Cominciare a pubblicare a 60 anni. Come fare

La scrittura è un’avventura fantastica: si possono creare mondi ed avventure senza tempo, che rimarranno impresse in maniera indelebile sulla carta e nella memoria di coloro che leggeranno la propria opera.

La cosa bella di questo mondo è che tutti lo possono fare, dai giovani a chi ha superato i 60 anni e, magari dopo la pensione, non sa più bene come impiegare il tempo durante la giornata, conscio in ogni caso di non voler rimanere senza fare nulla.

Come si per diventare scrittori?

Creatività e talento, ma anche impegno costante. La maggior parte degli scrittori più famosi, come ad esempio Stephen King, sono riusciti ad avere il successo che meritano sia perché hanno indubbiamente una certa dose di creatività e talento (nel caso di King tale talento spicca prevalentemente verso l’horror), ma anche perché hanno saputo lavorare molto e hanno avuto una notevole determinazione.

Ecco proprio cosa dice King rispetto al talento: “il talento è più conveniente del sale da tavola. Quello che separa la persona che ha talento da quella che ha invece successo è il duro lavoro.”

Fiducia in sé stessi. La prima cosa che bisogna capire è che per avere successo come scrittore non c’è bisogno di fortuna. Fino a qualche anno fa era importante riuscire a entrare in contatto con una casa editrice, cosa che non tutti riuscivano a fare, ma internet ha cambiato tutto. Oggi gli scrittori possono auto-pubblicare e vendere i propri libri attraverso negozi online come Amazon.

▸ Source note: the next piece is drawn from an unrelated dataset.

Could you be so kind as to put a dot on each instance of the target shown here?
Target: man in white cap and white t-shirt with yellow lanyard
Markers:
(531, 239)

Soprattutto, essi possono promuovere il loro lavoro anche attraverso i social network, sempre più usati anche dagli over 60.

La fiducia in sé stessi viene dal capire che non c’è bisogno di livelli super di talento per poter avere successo come scrittore, conta piuttosto essere originali e far vedere la vista da un altro punto di vista.

Motivazioni. La domanda semplice a cui rispondere è: perché vuoi scrivere un romanzo? Se la risposta è “per soldi” non c’è ovviamente niente di sbagliato, ma non dovrebbe essere l’unica motivazione. Se si avesse bisogno di soldi sarebbe più facile reperire un prestito pensionati che riuscire ad avere successo come scrittore. Ci sono molte più probabilità di trovare un’agenzia finanziaria che conceda un determinato finanziamento che riuscire a “sfondare” come autore.

Perché questo? Perché, in realtà, è una motivazione negativa. In altre parole, ciò che motiva veramente a scrivere, in questo caso, è la paura di non avere soldi.  E’ invece importante avere una motivazione positiva, perché permetterà di andare avanti, di scrivere cose diverse da quelle che ci sono già, di seguire uno stile proprio e di promuovere con tutta calma il proprio romanzo.

Come si fa a sapere se si è ben motivati? Togliendo i soldi dall’equazione ci si può chiedere se si vuole ancora scrivere o se si preferisce godersi la pensione.

Se la risposta è “si”, allora benvenuti nel club!